Apart from the use of computers which are hidden from general view in the car or the coffee maker, depending on our particular profession, many of us will use computers directly in our professional lives. Whether we are a musician expressing ourselves through electronic compositions, an accountant doing the mysterious things accountants do, or an engineer trying to design a widget, we will end up using programs. Even if the programs you use were written by someone else, you will find when you try and use these programs for any complicated tasks you will go through a process suspiciously like programming. Albeit one which uses constructs that are specific to the profession or application.

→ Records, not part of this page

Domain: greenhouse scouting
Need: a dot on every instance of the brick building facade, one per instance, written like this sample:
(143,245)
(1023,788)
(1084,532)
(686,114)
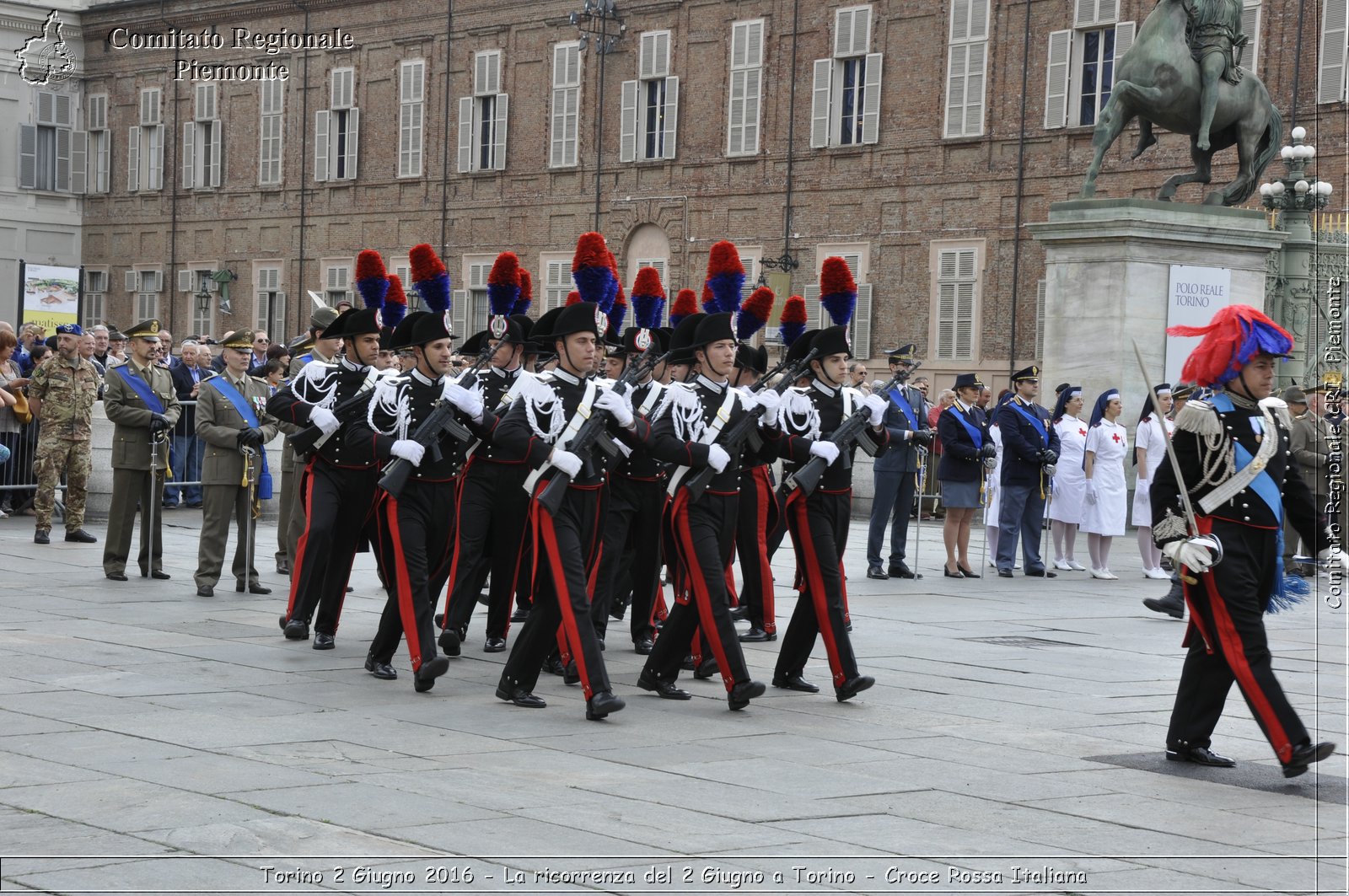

Learning how to program is a very good way of learning how to solve problems. A program is written to solve a problem or accomplish a task. To write a successful program one has to be able to analyze the problem or task, and then synthesize the solution in the form of a program. Analysis and Synthesis are two essential aspects of problem solving. Analysis involves the breaking down of a problem into its components, while synthesis involves bring together components to make a whole. Programming initially looks like an exercise in synthesis: we put together commands and modules to perform a task. However, if we look closer, we find that programming at its heart is also an exercise in analysis.We write programs to solve problems or to achieve an objective. To understand the problem or the objective we have to first analyze it.